The Professor Finally Tries to Write a Sonnet Every Day and Fails, Then Tries Again on a Later Day, Writing Three in One Day and Then Abandoning the Project, Possibly for Good
1
I planned to write a sonnet every day. It seemed like that would be quite reasonable. I would sit down and have something to say, And I would say it till the form was full. I'd pluck whatever treasures from my dreams I could remember, seek light in new angles As morning breaks. Things look different, it seems, Like dewdrops that turn into sun-bright spangles Casting their haloes as the dark recedes And we wake up the world with our alarms, Warning the planet that the planet bleeds Beneath our thoughtless feet or in our arms. It would be record that the human heart Did not entirely fail to speak its smart.
2
So much for best laid plans. I never started Until already I was daily writing And not just over how I'm broken hearted Which was all I had left, so tired of fighting To do the job that I was hired to do In spite of how impossible it is, In spite of how my colleagues are untrue, And more than just being tired of the biz, I was exhausted in the games of love-Where others have their luck, and they get lucky, I get no action for my cock, my dove-Since you no longer want me, I'm not fucky.
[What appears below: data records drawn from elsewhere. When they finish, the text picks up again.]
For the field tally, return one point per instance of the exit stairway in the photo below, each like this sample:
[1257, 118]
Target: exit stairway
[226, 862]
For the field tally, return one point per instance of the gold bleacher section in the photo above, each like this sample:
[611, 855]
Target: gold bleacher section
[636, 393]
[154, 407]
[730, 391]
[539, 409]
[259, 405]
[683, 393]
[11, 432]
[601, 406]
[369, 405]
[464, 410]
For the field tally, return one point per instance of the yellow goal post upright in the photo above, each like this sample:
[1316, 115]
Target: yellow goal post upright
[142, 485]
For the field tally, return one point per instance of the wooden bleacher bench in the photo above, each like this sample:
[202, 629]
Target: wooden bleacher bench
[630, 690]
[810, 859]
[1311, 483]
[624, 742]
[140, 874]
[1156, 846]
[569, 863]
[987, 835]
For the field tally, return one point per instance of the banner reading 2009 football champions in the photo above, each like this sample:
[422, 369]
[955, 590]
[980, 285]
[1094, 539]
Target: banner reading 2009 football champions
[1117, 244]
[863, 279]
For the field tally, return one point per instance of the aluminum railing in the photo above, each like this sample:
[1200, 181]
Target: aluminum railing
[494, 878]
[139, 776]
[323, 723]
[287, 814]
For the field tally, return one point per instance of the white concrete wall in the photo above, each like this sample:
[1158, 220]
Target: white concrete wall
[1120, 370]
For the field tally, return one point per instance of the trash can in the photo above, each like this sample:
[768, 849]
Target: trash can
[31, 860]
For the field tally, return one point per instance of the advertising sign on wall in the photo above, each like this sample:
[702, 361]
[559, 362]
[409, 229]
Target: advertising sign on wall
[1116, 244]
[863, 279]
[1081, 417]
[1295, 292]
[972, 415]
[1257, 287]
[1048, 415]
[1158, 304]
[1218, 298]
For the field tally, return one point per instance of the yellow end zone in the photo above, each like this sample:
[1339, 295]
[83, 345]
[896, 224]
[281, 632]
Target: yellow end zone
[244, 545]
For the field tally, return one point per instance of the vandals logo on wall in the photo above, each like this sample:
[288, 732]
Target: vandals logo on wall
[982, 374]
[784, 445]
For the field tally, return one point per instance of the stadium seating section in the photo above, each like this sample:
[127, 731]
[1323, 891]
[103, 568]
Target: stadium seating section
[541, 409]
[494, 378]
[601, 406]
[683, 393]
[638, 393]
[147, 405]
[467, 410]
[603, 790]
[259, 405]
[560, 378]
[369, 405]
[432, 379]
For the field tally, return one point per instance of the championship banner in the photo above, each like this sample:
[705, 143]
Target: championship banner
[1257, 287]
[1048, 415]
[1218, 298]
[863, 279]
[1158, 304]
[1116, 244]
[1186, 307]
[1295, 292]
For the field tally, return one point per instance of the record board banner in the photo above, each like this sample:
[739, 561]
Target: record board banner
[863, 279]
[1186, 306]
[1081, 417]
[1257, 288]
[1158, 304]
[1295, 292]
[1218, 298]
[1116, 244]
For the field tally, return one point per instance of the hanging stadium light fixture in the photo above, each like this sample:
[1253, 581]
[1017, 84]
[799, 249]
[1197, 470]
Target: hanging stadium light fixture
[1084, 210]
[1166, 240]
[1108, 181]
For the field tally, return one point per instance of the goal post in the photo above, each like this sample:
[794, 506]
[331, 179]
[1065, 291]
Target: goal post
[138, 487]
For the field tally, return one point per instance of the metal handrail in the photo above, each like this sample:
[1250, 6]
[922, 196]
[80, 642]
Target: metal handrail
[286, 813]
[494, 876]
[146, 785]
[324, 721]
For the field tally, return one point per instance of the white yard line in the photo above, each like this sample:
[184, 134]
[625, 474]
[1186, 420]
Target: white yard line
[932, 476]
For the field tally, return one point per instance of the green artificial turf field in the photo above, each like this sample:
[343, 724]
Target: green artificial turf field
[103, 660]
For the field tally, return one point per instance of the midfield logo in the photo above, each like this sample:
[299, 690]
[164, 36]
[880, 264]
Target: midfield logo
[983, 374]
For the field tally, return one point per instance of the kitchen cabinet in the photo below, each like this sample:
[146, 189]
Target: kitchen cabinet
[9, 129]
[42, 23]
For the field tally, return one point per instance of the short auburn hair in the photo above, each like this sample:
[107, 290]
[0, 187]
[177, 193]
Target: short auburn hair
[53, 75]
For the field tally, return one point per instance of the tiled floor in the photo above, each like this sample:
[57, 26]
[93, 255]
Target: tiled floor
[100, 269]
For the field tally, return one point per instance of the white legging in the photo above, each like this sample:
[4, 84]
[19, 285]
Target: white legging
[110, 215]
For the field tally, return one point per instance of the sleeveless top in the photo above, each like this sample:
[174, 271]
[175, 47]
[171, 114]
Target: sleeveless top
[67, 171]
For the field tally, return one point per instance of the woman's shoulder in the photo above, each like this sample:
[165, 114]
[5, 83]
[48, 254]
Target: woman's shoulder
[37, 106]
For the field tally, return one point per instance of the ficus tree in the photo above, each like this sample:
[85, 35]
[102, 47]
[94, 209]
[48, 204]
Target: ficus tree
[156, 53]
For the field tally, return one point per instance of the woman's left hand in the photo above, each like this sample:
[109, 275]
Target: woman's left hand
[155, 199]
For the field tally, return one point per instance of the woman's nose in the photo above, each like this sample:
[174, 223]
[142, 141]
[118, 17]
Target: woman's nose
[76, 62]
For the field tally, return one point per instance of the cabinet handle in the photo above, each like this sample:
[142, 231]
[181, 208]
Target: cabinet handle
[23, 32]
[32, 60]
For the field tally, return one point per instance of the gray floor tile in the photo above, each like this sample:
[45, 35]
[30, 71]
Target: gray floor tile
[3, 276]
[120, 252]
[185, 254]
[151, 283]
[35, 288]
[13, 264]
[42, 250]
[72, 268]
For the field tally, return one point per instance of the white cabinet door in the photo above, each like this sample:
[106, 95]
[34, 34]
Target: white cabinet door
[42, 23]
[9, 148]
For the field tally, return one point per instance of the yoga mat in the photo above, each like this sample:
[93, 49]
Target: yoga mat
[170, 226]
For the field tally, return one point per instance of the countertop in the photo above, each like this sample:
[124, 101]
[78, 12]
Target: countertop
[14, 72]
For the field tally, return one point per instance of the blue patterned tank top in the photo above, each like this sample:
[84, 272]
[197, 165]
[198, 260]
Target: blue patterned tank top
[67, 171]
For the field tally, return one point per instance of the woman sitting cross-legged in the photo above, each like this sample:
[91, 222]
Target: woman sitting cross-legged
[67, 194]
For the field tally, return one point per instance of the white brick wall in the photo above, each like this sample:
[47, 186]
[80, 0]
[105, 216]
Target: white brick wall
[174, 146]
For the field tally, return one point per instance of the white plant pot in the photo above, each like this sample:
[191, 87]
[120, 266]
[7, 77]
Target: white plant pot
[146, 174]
And so I couldn't write: You'd never read it, Which meant your garden—I would never seed it.
3
But every day is now a day I write, Or rather, I can always see it so. I think of seeing things from a great height, Of being the one who said it must be so. And this excursion does not make me vain, For I know better than to just believe
What I imagine to escape the pain-I rather stay on earth and learn to grieve. I also learn to laugh, be reassured, At how we through our self-importance suffer, At how they say my own leaves me immured, As if what amplifies could be a be a buffer. We do not move beyond our loves, our fate-Fresh wounds, old scars—they both accumulate.